La historia y el mundo nos han demostrado que en el mundo existen dos clases de hombres: los fuertes y los débiles. Los capaces de lograr lo que emprenden y los incapaces. Y el secreto es sencillo y tiene que ver con la perseverancia. Consiste en que con repetir una acción se puede poco a poco inducir el deseo de repetirla, y que rechazando un deseo, se le puede llegar a eliminar. El creer y practicar esta capacidad es la llave de la grandeza interna. Pronto podemos reconocer que el hombre puede hacer consigo mismo mucho más de lo que logró en el pasado. Siendo lo que pensamos, podemos cambiarnos a nosotros mismos. Podemos cambiar nuestra vida, y las circunstancias que nos rodean simplemente cambiando las cosas en las que pensamos. Podemos afirmar, como dijo un escritor, que “creer en nosotros mismos el la esencia del heroísmo.”

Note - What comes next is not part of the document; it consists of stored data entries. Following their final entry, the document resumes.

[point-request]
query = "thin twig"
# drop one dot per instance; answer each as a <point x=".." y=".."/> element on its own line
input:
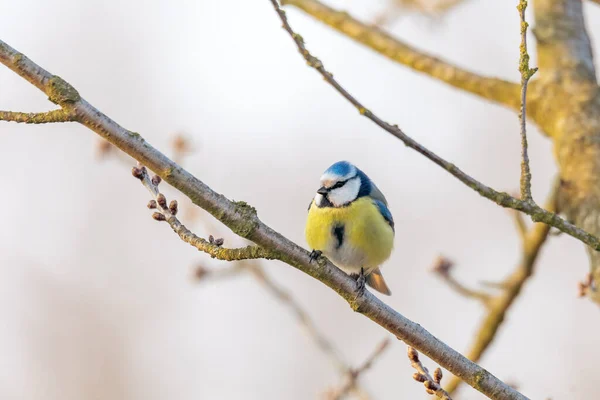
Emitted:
<point x="37" y="118"/>
<point x="432" y="383"/>
<point x="323" y="344"/>
<point x="243" y="220"/>
<point x="498" y="306"/>
<point x="526" y="74"/>
<point x="494" y="89"/>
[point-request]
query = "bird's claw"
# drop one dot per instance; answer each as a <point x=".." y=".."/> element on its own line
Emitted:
<point x="315" y="254"/>
<point x="361" y="281"/>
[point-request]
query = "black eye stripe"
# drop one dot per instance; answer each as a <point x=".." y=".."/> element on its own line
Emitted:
<point x="339" y="184"/>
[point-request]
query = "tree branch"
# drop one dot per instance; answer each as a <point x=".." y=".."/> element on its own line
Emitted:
<point x="211" y="247"/>
<point x="37" y="118"/>
<point x="564" y="51"/>
<point x="536" y="213"/>
<point x="526" y="74"/>
<point x="498" y="306"/>
<point x="323" y="344"/>
<point x="497" y="90"/>
<point x="242" y="220"/>
<point x="432" y="384"/>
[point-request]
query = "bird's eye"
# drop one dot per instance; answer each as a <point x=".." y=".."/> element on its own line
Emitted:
<point x="338" y="184"/>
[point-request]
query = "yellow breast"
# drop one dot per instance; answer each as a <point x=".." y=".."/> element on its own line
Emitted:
<point x="367" y="238"/>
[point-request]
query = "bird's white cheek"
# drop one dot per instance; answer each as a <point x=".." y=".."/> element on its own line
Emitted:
<point x="318" y="199"/>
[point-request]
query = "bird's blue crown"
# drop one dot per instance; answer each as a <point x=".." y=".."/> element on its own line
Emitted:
<point x="346" y="170"/>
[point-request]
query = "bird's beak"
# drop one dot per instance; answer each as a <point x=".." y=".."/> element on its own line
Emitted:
<point x="323" y="191"/>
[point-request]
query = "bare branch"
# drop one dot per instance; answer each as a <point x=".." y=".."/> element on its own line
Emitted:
<point x="526" y="74"/>
<point x="37" y="118"/>
<point x="323" y="344"/>
<point x="432" y="384"/>
<point x="242" y="220"/>
<point x="536" y="213"/>
<point x="497" y="90"/>
<point x="564" y="50"/>
<point x="520" y="223"/>
<point x="212" y="246"/>
<point x="499" y="305"/>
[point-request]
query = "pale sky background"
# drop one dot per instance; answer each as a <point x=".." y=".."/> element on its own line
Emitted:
<point x="96" y="298"/>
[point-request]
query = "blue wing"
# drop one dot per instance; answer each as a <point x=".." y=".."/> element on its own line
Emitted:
<point x="385" y="212"/>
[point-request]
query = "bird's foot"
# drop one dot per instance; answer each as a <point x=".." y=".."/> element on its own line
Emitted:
<point x="315" y="254"/>
<point x="361" y="281"/>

Los milagros de la civilización, han sido realizados por hombres que contaban con una fe ciega en que lograrían sus propósitos. Muchos de los grandes inventores y científicos fueron catalogados como soñadores o ilusos, pero sin ellos, el mundo estaría atrasado quizá, muchos siglos.

Lo que define que un “hombre grande” son sus cualidades y no sus conocimientos. El hombre grande es el que se ha bastado a sí mismo y que a la vez, ha contribuido al mejoramiento de los demás.